Many-body effects in porphyrin-like transition metal complexes embedded in graphene

TL;DR

This paper develops a new computational approach combining density functional theory and many-body techniques to study transition metal complexes in graphene, revealing complex magnetic and electronic behaviors influenced by many-body interactions.

Contribution

A novel method integrating DFT and DMRG for accurate many-body analysis of transition metal complexes in graphene.

Findings

Inter-orbital Coulomb and Hund interactions significantly affect magnetic moments.

Non-monotonic magnetic behavior observed as a function of interaction parameters.
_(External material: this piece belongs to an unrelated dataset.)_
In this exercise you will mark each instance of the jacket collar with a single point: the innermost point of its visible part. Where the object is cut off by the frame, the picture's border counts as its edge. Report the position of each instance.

Density of states peaks are shifted by inter-orbital interactions, impacting ligand binding.

Abstract

We introduce a new computational method to study porphyrin-like transition metal complexes, bridging density functional theory and exact many-body techniques, such as the density matrix renormalization group (DMRG). We first derive a multi-orbital Anderson impurity Hamiltonian starting from first principles considerations that qualitatively reproduce GGA+U results when ignoring inter-orbital Coulomb repulsion $U'$ and Hund exchange $J$. An exact canonical transformation is used to reduce the dimensionality of the problem and make it amenable to DMRG calculations, including all many-body terms (both intra, and inter-orbital), which are treated in a numerically exact way. We apply this technique to FeN$_4$ centers in graphene and show that the inclusion of these terms has dramatic effects: as the iron orbitals become single occupied due to the Coulomb repulsion, the inter-orbital interaction further reduces the occupation yielding a non-monotonic behavior of the magnetic moment as a function of the interactions, with maximum polarization only in a small window at intermediate values of the parameters. Furthermore, $U'$ changes the relative position of the peaks in the density of states, particularly on the iron $d_{z^2}$ orbital, which is expected to greatly affect the binding of ligands.